Graph Neural Networks (GNNs) are extremely effective at modelling relational data. However, current GNN models frequently assume the input graph to be undirected, overlooking the inherent directionality of many real-world graphs, such as social, transportation, transaction, and citation networks. In this blog post, we explore the impact of edge directionality in the context of heterophilic graphs and outline Dir-GNN, a novel message passing scheme for directed graphs allowing a separate aggregation of incoming and outgoing edges. Despite its simplicity, this scheme achieves significant performance improvement on multiple real-world heterophilic directed graphs.
This post is based on the paper Edge Directionality Improves Learning on Heterophilic Graphs
Many interesting real-world graphs, encountered in modelling social, transportation, financial transactions, or academic citation networks, are directed. The direction of the edges often conveys crucial insights, otherwise lost if one considers only the connectivity pattern of the graph.

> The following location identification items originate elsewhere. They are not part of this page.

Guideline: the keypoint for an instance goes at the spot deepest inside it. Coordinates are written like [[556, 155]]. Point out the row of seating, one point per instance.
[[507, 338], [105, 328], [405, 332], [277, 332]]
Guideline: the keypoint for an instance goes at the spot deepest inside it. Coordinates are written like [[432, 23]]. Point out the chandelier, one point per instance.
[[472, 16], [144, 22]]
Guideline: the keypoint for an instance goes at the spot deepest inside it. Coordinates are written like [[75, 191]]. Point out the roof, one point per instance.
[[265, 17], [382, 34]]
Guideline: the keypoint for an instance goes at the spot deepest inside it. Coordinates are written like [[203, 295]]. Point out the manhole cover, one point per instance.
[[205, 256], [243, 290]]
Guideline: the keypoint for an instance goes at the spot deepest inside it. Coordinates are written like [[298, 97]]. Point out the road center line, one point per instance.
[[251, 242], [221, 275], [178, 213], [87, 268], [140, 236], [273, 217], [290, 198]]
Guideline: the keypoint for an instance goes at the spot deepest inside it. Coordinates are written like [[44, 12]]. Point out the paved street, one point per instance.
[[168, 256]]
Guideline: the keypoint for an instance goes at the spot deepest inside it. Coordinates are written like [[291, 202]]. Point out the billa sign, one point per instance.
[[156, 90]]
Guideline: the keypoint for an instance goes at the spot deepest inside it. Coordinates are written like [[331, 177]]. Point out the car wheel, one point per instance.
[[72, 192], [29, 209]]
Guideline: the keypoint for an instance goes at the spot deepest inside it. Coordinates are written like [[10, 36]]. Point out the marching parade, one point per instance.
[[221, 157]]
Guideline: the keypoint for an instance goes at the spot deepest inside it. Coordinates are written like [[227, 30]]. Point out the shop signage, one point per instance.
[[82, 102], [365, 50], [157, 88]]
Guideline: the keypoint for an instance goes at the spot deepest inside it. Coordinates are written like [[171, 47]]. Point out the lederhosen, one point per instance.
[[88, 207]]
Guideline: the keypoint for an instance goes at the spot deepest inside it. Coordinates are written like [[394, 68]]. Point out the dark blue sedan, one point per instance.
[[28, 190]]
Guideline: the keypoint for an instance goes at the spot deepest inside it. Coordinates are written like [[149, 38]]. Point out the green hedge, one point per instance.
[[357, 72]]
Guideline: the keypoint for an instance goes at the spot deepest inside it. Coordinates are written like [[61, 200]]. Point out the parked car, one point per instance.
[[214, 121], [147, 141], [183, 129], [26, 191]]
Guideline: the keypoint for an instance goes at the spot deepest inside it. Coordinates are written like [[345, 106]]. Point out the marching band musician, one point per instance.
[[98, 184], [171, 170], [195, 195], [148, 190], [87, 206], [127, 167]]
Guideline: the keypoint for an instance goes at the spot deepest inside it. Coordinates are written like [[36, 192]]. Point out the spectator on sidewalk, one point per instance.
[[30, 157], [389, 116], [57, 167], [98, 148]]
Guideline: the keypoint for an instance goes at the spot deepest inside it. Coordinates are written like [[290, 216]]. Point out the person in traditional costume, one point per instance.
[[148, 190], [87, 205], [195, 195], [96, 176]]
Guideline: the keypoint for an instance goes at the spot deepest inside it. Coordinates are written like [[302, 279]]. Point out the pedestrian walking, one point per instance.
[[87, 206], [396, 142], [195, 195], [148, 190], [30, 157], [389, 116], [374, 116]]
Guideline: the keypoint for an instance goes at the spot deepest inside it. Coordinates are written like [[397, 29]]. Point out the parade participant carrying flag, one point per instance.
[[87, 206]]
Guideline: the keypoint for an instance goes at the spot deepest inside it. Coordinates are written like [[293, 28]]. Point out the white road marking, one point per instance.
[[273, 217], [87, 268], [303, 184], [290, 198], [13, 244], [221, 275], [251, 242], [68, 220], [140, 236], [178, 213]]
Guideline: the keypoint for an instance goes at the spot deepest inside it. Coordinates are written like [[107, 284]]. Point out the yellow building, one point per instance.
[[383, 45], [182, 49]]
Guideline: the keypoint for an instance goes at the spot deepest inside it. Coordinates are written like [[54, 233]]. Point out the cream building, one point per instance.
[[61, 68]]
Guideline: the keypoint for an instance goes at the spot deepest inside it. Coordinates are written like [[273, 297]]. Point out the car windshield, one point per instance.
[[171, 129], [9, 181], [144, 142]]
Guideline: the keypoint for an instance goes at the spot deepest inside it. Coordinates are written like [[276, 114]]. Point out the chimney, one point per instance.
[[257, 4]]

In contrast, most Graph Neural Networks (GNNs) that have made remarkable strides in a variety of graph ML applications, operate under the assumption that the input graph is undirected. Making the input graph undirected has become so prevalent over the years that PyTorch-Geometric, one of the most popular GNN libraries, includes a general utility function that automatically makes graphs undirected when loading datasets
This inclination towards undirected graphs comes, in our opinion, from two “primordial sins” of GNNs. First, undirected graphs have symmetric Laplacians with orthogonal eigenvectors offering a natural generalisation of the Fourier transform, on which early spectral GNNs relied to function properly. Second, early datasets used to benchmark GNNs were predominantly homophilic graphs
We challenge this status quo in our recent paper
The homophily of a graph is typically measured as the fraction of neighbours with the same label as the node itself, averaged across all nodes (node homophily). For directed graphs, we propose the weighted node homophily:
\[h(\mathbf{S}) = \frac{1}{|V|} \sum_{i \in V} \frac{\sum\limits_{j \in \mathcal{N}(i)} s_{ij} I[y_i = y_j]}{\sum\limits_{j \in \mathcal{N}(i)} s_{ij}}\]where \(I\) denotes the indicator function, \(n\) is the number of nodes, and \(\mathbf{S}\) is a general adjacency matrix, which can be picked up as \(\mathbf{A}\) or \(\mathbf{A}^\top\), or as higher-order matrices, such as \(\mathbf{AA}^\top\) or \(\mathbf{A}^2\) for directed graphs, or as the symmetric matrix \(\mathbf{A}_u = \frac{\mathbf{A} + \mathbf{A}^\top}{2}\) and its higher-order counterpart \(\mathbf{A}_u^2\), if the graph is considered as undirected.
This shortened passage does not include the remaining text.